Op 18 september gaat in het NTGent Vergeten Straat van Louis Paul Boon in Belgische première. Eerder oogstte regisseur Johan Simons er grote bijval mee op de Ruhr Triënnale in Bochum. ‘Je kunt in het theater niet alleen maar vragen stellen over de samenleving. Soms moet je ook trachten een antwoord te geven.’

“Je vergeet één ding,” zei Hugo Claus me indertijd toen ik zijn weergaloze stuk Vrijdag regisseerde, “de Vlamingen zijn eigenlijk de Sicilianen van Europa. Jij als Hollander kunt dat niet echt voelen. Ik mis het in jouw interpretatie. Het is heel mooi gedaan, je maakt de liefde positief, krachtig, maar daar had wat mij betreft wat meer hardheid en gemeenheid in mogen zitten, omdat Vlamingen, net als Sicilianen, plotseling een mes in je rug kunnen steken.”

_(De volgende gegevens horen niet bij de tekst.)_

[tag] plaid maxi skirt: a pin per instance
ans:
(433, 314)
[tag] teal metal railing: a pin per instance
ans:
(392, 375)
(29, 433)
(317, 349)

‘Ik ben afkomstig uit een boerengat’, zegt Johan Simons, artistiek directeur van het NTGent. ‘Boeken had ik nauwelijks gelezen. Ik had een heel beperkte blik op de wereld. Dat heb ik snel ontdekt, tijdens mijn toneelopleiding. Toen ben ik aan een inhaalrace begonnen. Daardoor ga je een ontzettende liefde voor het woord ontwikkelen. Het is veel sneller dan het beeld en maakt bij mij de meeste gevoelens los.’

Nadat u als jong regisseur een aantal Griekse tragedies had gebracht, hebt u zich op de zogenaamde ‘Boerenstukken’ gestort. Waarom?

JOHAN SIMONS: Omdat het mijn verhouding is ten opzichte van de natuur. Ik ben opgevoed met de kunde om dieren uit hun lijden te helpen. Als ik een vogel op straat zie liggen die op sterven na dood is, dan ben ik in staat om hem de nek om te draaien of de kop in te slaan. Mijn kinderen kunnen dat al niet meer. Dat vind ik een achteruitgang. Een verzwakking van onze cultuur. Aanwijsbaar. Ook bij die Boerenstukken vind ik het sterven belangrijk. In onze maatschappij, zeker in de steden, wordt het sterven weggestopt. In vroegere eeuwen was het veel meer aanwezig. Op ditzelfde moment sterven er mensen in Gent, maar je merkt er niets van. En dat is iets wat je in een dorp wel echt voelt.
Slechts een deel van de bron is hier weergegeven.